Factos recentíssimos: encerramento da Maternidade do Hospital
Amadora-Sintra na noite de 1 e 3 de junho; encerramento da Maternidade do
Hospital de Portimão por falta de médicos pediatras durante 3 dias e
transferência das grávidas para Faro, salvo partos eminentes e/ou emergentes;
falta de obstetras no Hospital de Beja, transferência de uma grávida de
Aljustrel para Évora e parto assistido por bombeiros num posto de gasolina. Há
blocos de partos em risco de encerramento por falta de especialistas.
Mário Centeno e António Costa obcecados pelo défice ZERO e
para agradar a Bruxelas têm impedido a recuperação da Administração Pública e
do país.
Mas há mais. Há sobre as remunerações dos trabalhadores da
Administração Pública (Central, Local e Regional) todo um manto de inverdades e
falácias, propagados pelo Governo e pela Comunicação Social ao seu serviço, que
importa desmontar com base nos próprios dados oficiais. Uma dessas falsidades
refere um “exponencial” aumento das remunerações com a progressão das carreiras.

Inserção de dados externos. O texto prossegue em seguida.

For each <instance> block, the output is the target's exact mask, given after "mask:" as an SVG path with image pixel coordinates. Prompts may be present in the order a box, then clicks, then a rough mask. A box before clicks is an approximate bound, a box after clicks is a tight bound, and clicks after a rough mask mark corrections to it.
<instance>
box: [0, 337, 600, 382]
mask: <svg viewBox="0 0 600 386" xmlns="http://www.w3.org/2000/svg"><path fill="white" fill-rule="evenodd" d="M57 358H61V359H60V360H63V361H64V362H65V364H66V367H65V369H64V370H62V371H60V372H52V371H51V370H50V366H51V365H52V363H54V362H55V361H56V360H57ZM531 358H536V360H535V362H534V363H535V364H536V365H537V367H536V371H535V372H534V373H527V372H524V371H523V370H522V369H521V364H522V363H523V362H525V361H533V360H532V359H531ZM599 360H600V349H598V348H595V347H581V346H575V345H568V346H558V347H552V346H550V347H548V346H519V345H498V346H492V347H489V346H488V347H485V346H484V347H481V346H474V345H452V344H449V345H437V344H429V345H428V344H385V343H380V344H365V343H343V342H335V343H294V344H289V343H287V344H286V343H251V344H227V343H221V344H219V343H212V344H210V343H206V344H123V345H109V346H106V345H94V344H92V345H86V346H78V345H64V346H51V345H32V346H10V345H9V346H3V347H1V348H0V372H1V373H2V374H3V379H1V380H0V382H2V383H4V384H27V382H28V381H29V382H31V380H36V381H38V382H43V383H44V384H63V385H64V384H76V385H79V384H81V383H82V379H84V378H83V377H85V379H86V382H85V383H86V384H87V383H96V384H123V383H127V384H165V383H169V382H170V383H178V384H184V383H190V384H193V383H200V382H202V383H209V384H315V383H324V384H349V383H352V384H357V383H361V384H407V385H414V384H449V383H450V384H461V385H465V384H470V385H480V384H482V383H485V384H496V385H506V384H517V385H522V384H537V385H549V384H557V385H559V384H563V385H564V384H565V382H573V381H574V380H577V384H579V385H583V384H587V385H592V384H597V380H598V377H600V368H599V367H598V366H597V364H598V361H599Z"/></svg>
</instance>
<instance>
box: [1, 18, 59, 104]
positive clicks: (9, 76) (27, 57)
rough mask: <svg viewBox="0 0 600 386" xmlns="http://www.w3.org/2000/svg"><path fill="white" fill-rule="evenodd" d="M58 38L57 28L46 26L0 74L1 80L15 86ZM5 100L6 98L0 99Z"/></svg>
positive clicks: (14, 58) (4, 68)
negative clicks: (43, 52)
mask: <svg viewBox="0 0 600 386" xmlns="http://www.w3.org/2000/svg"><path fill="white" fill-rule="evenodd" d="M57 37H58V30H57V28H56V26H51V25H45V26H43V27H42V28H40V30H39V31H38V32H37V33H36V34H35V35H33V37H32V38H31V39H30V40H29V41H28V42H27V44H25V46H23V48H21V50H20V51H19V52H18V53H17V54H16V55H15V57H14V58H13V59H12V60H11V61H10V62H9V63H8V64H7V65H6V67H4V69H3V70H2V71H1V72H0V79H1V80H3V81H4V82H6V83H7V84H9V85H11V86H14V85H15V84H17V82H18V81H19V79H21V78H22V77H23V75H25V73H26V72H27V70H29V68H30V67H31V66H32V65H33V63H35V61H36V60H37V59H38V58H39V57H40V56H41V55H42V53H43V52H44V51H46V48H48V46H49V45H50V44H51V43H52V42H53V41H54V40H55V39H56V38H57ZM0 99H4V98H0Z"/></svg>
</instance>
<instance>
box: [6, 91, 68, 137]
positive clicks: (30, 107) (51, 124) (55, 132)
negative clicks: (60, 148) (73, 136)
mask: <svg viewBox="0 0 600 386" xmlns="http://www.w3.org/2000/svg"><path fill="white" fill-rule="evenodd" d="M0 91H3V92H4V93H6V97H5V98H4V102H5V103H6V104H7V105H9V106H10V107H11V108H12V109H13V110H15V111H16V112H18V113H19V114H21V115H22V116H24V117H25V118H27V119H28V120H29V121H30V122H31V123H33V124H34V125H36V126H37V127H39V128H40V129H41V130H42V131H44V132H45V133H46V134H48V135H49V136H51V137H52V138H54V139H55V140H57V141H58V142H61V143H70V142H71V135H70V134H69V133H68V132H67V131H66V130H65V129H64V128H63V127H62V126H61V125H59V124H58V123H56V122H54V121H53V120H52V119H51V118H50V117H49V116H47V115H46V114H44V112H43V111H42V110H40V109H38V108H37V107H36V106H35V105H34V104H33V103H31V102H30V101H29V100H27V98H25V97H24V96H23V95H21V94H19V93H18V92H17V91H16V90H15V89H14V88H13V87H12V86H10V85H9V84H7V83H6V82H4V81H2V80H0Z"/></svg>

Nada mais falso. A remuneração mensal, sem e com subsídios e complementos, de
todos os Trabalhadores da Administração Publica, aumentou de outubro de 2017 a
janeiro de 2010, cerca de 1,2% e 2,1%, respectivamente, o que está muito longe
de uma reposição justa de rendimentos. Mas há categorias profissionais em que
até desceu essa remuneração, sem ou com subsídios e complementos (como Dirigentes,
Técnicos Superiores, Pessoal de Investigação Científica, Médicos, Oficiais de
Justiça, Bombeiros).
Refiro o exemplo dos Médicos. Segundo os dados oficiais,
remuneração média mensal em outubro de 2011 2.695 euros, em outubro de 2015
2.620 euros, em outubro de 2017 2.771 euros, em janeiro de 2019 2.723 euros;
com subsídios e complementos, os valores são 3.786 euros (2011), 3.422 euros
(2015), 3.630 euros (2017), 3.617 euros (2019). Como é possível pedir a exclusividade
destes e de outros profissionais no SNS?